神経調節性失神<循環器の病気>の診断と治療の方法

 神経調節性失神に対する治療法を表16に示します。治療として、病状を説明し、本疾患を理解してもらうことは失神の回避を容易にします。また、生活指導は極めて重要であり、失神の予防につながります(表17)。
 つまり、排尿や脱水などに注意し、長時間の立位を避けることが必要です。また、立位時に下肢の血液貯留を減らすためには、下肢の運動も効果的です。血圧の高くない患者さんは、水分に加え塩分補給によって、循環血液量を増やすことも重要です。
 さらに、病歴と一致した失神の前駆症状(前兆)を認めた場合は即座に体位変換や失神回避を行うことが重要です。また、弾性ストックキングを装着することは下肢の血液貯留の防止につながり、失神を誘発しにくくします。

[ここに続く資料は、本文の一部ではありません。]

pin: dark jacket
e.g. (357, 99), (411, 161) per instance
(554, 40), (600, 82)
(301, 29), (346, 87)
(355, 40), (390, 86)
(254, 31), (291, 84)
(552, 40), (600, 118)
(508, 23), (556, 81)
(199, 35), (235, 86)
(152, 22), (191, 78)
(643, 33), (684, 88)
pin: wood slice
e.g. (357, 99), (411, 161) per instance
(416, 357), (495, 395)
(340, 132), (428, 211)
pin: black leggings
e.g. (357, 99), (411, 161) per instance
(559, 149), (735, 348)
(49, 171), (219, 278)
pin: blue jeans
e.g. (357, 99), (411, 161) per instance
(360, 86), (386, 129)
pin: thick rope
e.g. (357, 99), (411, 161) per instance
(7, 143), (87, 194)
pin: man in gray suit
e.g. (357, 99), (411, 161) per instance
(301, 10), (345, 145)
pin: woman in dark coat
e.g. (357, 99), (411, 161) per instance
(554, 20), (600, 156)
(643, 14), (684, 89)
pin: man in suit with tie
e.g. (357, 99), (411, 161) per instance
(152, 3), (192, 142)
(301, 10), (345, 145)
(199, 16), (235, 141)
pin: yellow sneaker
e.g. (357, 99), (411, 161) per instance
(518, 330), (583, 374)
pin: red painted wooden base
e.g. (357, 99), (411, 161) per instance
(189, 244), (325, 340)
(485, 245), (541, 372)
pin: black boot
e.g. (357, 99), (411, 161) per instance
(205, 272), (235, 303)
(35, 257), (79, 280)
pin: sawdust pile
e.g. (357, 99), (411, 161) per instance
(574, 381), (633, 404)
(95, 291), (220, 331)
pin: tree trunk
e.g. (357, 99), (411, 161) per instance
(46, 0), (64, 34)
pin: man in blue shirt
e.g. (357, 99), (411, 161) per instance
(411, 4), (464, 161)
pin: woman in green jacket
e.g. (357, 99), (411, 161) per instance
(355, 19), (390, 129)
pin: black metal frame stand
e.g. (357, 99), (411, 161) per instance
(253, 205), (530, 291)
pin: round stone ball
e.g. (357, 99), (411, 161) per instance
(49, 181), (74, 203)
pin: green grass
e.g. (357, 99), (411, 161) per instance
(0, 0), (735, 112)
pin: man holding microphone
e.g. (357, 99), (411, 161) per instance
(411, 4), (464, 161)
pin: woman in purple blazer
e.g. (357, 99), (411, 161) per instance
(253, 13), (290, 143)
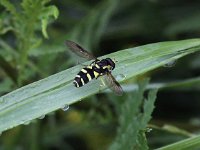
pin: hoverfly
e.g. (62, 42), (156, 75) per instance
(66, 40), (123, 95)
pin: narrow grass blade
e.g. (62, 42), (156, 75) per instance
(0, 39), (200, 132)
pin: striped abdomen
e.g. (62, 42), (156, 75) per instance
(73, 66), (100, 87)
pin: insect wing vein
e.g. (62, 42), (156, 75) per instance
(66, 40), (97, 60)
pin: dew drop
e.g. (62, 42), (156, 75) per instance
(116, 74), (126, 81)
(19, 120), (25, 125)
(38, 115), (45, 119)
(24, 120), (31, 125)
(61, 104), (69, 111)
(164, 60), (176, 68)
(146, 128), (152, 133)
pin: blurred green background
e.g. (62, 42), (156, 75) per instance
(0, 0), (200, 150)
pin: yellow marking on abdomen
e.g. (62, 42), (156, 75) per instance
(81, 78), (85, 85)
(81, 69), (87, 73)
(74, 80), (79, 87)
(87, 66), (92, 69)
(103, 66), (108, 69)
(94, 71), (99, 78)
(76, 74), (81, 78)
(95, 64), (100, 69)
(87, 73), (92, 81)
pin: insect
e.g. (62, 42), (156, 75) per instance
(66, 40), (123, 95)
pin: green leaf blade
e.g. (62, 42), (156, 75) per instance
(0, 39), (200, 132)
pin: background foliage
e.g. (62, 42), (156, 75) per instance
(0, 0), (200, 150)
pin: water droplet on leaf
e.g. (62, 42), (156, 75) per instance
(164, 60), (176, 67)
(38, 115), (45, 119)
(61, 104), (69, 111)
(24, 120), (31, 125)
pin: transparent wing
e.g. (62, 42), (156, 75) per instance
(66, 40), (97, 60)
(105, 73), (123, 96)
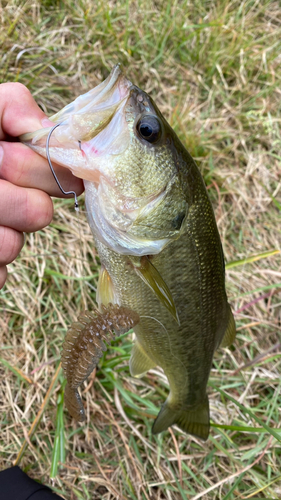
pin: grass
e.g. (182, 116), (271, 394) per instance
(0, 0), (281, 500)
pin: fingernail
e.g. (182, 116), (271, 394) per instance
(0, 146), (4, 169)
(41, 118), (55, 128)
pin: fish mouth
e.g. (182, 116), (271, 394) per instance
(20, 65), (133, 182)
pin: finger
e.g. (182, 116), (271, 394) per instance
(0, 180), (53, 232)
(0, 142), (84, 198)
(0, 266), (7, 290)
(0, 226), (24, 267)
(0, 83), (47, 140)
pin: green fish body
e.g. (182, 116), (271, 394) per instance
(22, 68), (235, 439)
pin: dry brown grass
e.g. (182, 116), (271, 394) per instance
(0, 0), (281, 500)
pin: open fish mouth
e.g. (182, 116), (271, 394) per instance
(20, 66), (133, 182)
(20, 66), (185, 256)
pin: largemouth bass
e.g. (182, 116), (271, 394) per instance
(21, 66), (235, 439)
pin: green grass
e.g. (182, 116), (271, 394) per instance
(0, 0), (281, 500)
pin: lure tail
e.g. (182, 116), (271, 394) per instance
(152, 395), (210, 441)
(62, 304), (139, 422)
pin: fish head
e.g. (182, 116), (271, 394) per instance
(21, 66), (188, 256)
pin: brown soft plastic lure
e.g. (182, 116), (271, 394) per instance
(62, 304), (139, 422)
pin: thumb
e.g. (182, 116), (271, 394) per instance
(0, 83), (48, 140)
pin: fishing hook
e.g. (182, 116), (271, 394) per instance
(46, 123), (79, 211)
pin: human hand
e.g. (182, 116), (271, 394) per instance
(0, 83), (84, 289)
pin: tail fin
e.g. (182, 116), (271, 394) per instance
(152, 395), (210, 441)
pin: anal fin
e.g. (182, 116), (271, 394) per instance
(220, 306), (236, 347)
(130, 341), (156, 377)
(152, 395), (210, 441)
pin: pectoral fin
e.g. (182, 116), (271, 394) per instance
(132, 257), (180, 324)
(96, 266), (118, 309)
(130, 341), (156, 377)
(220, 306), (236, 347)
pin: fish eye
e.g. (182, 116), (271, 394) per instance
(137, 115), (162, 144)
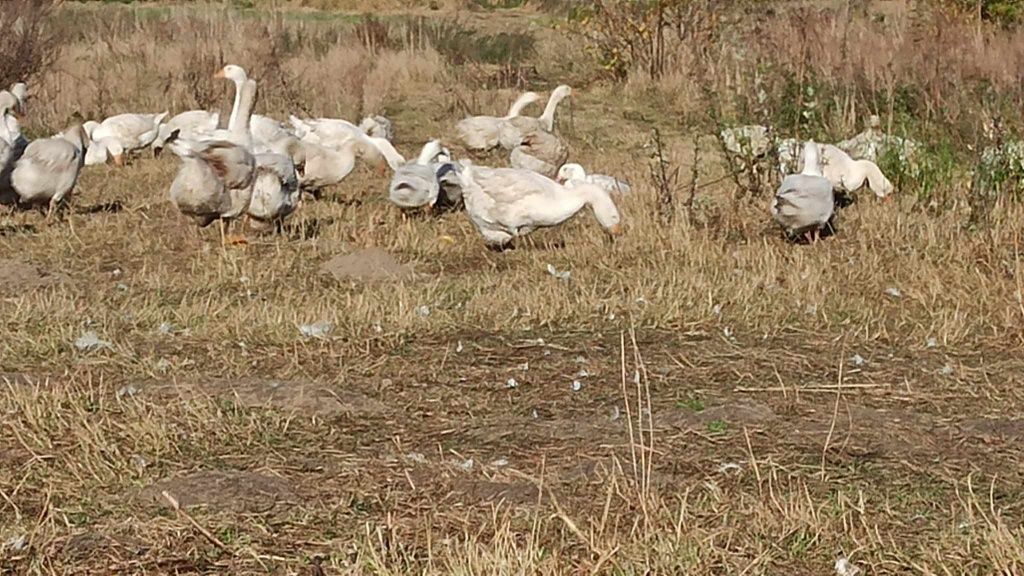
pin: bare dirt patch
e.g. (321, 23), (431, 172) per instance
(141, 378), (386, 418)
(654, 398), (776, 430)
(321, 248), (413, 282)
(139, 470), (296, 513)
(0, 258), (68, 296)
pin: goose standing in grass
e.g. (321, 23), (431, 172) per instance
(556, 163), (631, 194)
(10, 124), (88, 220)
(771, 141), (835, 242)
(83, 135), (125, 166)
(214, 64), (293, 150)
(388, 140), (442, 209)
(85, 112), (167, 165)
(509, 130), (569, 178)
(455, 92), (541, 152)
(167, 70), (256, 245)
(237, 79), (300, 231)
(434, 148), (463, 210)
(819, 145), (893, 200)
(0, 90), (29, 157)
(460, 164), (622, 248)
(0, 90), (29, 205)
(498, 84), (572, 151)
(153, 110), (220, 156)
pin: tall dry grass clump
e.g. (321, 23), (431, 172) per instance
(0, 0), (60, 86)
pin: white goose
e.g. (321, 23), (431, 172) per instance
(10, 124), (88, 220)
(237, 79), (300, 230)
(388, 140), (442, 209)
(771, 141), (835, 242)
(819, 145), (893, 200)
(455, 92), (541, 151)
(556, 163), (631, 194)
(498, 84), (572, 150)
(153, 110), (220, 156)
(299, 132), (406, 196)
(460, 165), (622, 248)
(167, 71), (256, 245)
(85, 112), (167, 165)
(214, 64), (294, 150)
(509, 130), (569, 178)
(0, 90), (29, 158)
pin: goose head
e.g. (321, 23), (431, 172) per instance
(0, 90), (20, 118)
(213, 64), (249, 84)
(10, 82), (29, 116)
(82, 120), (99, 138)
(801, 140), (821, 176)
(551, 84), (572, 101)
(555, 162), (587, 184)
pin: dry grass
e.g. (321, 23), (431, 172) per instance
(0, 2), (1024, 574)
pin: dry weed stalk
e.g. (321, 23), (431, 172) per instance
(618, 327), (655, 531)
(648, 128), (679, 224)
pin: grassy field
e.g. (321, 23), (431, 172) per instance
(0, 2), (1024, 575)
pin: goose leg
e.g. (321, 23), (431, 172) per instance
(221, 220), (249, 246)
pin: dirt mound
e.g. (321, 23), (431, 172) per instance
(0, 258), (67, 296)
(140, 470), (296, 512)
(321, 248), (413, 282)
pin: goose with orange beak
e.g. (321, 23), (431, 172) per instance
(458, 161), (623, 249)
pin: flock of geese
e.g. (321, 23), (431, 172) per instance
(0, 65), (891, 248)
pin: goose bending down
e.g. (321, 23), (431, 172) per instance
(771, 141), (835, 242)
(818, 145), (893, 200)
(556, 163), (631, 194)
(455, 92), (541, 151)
(167, 72), (256, 244)
(85, 136), (125, 166)
(289, 116), (406, 169)
(460, 165), (622, 248)
(299, 136), (404, 196)
(10, 124), (88, 219)
(498, 84), (572, 150)
(153, 110), (220, 156)
(509, 130), (569, 178)
(85, 112), (167, 165)
(388, 140), (442, 209)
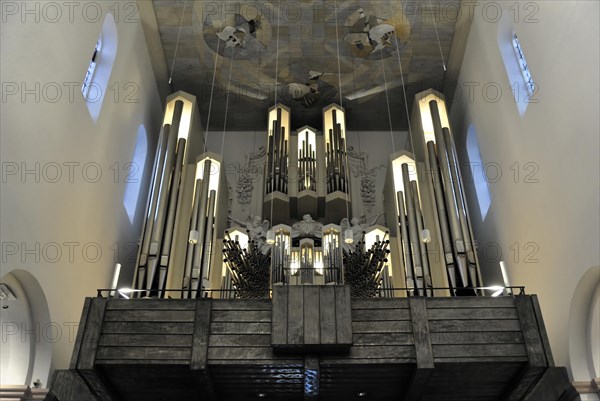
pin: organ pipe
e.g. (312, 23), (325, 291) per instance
(323, 105), (349, 194)
(265, 104), (290, 194)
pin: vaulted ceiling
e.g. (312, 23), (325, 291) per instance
(138, 0), (470, 131)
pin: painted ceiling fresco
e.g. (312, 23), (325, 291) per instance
(154, 0), (460, 131)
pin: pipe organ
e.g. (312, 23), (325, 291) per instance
(133, 92), (227, 298)
(133, 91), (481, 298)
(391, 151), (433, 295)
(265, 104), (290, 194)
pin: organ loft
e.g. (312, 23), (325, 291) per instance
(42, 90), (572, 401)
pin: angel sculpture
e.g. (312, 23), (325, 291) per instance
(340, 213), (383, 252)
(287, 71), (325, 107)
(292, 214), (323, 238)
(230, 215), (271, 254)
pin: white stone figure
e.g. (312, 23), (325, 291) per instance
(217, 26), (246, 48)
(340, 213), (383, 251)
(292, 214), (323, 238)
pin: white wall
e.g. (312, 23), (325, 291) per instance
(451, 1), (600, 376)
(0, 1), (162, 385)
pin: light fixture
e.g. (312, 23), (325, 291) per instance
(0, 283), (17, 301)
(421, 228), (431, 244)
(344, 228), (354, 244)
(267, 229), (275, 245)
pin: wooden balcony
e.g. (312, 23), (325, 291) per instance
(47, 286), (576, 401)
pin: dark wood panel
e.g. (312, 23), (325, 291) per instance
(208, 334), (271, 347)
(429, 320), (521, 333)
(352, 333), (415, 345)
(427, 297), (515, 309)
(531, 295), (554, 366)
(304, 285), (321, 344)
(432, 344), (527, 359)
(334, 285), (352, 344)
(352, 309), (410, 322)
(286, 285), (304, 345)
(409, 297), (434, 369)
(515, 295), (548, 366)
(99, 334), (192, 347)
(213, 298), (270, 311)
(70, 298), (92, 368)
(208, 347), (277, 363)
(431, 331), (523, 344)
(271, 285), (288, 345)
(104, 309), (194, 322)
(319, 286), (337, 344)
(98, 347), (192, 361)
(347, 345), (416, 363)
(190, 299), (212, 370)
(210, 322), (271, 334)
(102, 322), (194, 335)
(77, 298), (106, 370)
(352, 298), (409, 309)
(211, 308), (271, 322)
(427, 308), (517, 320)
(352, 321), (413, 334)
(106, 298), (196, 311)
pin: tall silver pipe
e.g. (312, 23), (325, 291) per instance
(138, 124), (171, 266)
(202, 189), (217, 280)
(190, 159), (211, 298)
(443, 128), (479, 287)
(158, 138), (186, 298)
(402, 163), (423, 292)
(429, 100), (464, 253)
(427, 141), (456, 288)
(396, 191), (415, 289)
(410, 181), (433, 296)
(146, 100), (183, 288)
(183, 178), (202, 298)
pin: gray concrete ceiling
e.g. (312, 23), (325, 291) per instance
(141, 0), (468, 131)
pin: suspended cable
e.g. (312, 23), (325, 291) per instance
(204, 38), (221, 153)
(394, 35), (415, 152)
(169, 0), (187, 85)
(380, 48), (396, 154)
(333, 2), (350, 224)
(220, 46), (236, 155)
(267, 0), (281, 238)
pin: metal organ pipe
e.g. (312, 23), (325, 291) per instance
(444, 128), (483, 295)
(190, 159), (211, 298)
(146, 100), (183, 294)
(396, 191), (415, 289)
(410, 181), (433, 296)
(134, 124), (171, 289)
(202, 189), (217, 280)
(427, 141), (456, 288)
(183, 178), (202, 298)
(402, 163), (423, 292)
(158, 138), (186, 298)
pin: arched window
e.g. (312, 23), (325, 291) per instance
(467, 124), (492, 221)
(498, 13), (538, 117)
(123, 124), (148, 224)
(81, 13), (118, 122)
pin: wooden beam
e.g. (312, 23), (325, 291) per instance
(69, 298), (92, 369)
(334, 285), (352, 345)
(190, 298), (212, 370)
(515, 295), (548, 367)
(404, 297), (435, 401)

 生活指導が無効な場合には、起立調節訓練も有効な方法です。この方法は、1日に1〜2回、壁面を利用して踵(かかと)を15cmぐらい離して、10〜30分の立位訓練を繰り返すことにより、徐々に立位の持続時間が延長でき、最終的には失神発作が予防できるという訓練法です。
 薬物療法は、α(アルファ)交感神経刺激薬(塩酸ミドドリン、エチレフリン塩酸塩、メチル硫酸アメジニウム)、β(ベータ)遮断薬、ジソピラミド、セロトニン再吸収阻害薬などが有効です。また、循環血液量を増加させ、失神を予防するためには、食塩補給に加え、鉱質コルチコイドの服用も有効です。
 薬剤抵抗性で心拍数低下が著しい心臓抑制型では、ペースメーカー治療も考慮され、有効な場合もあります。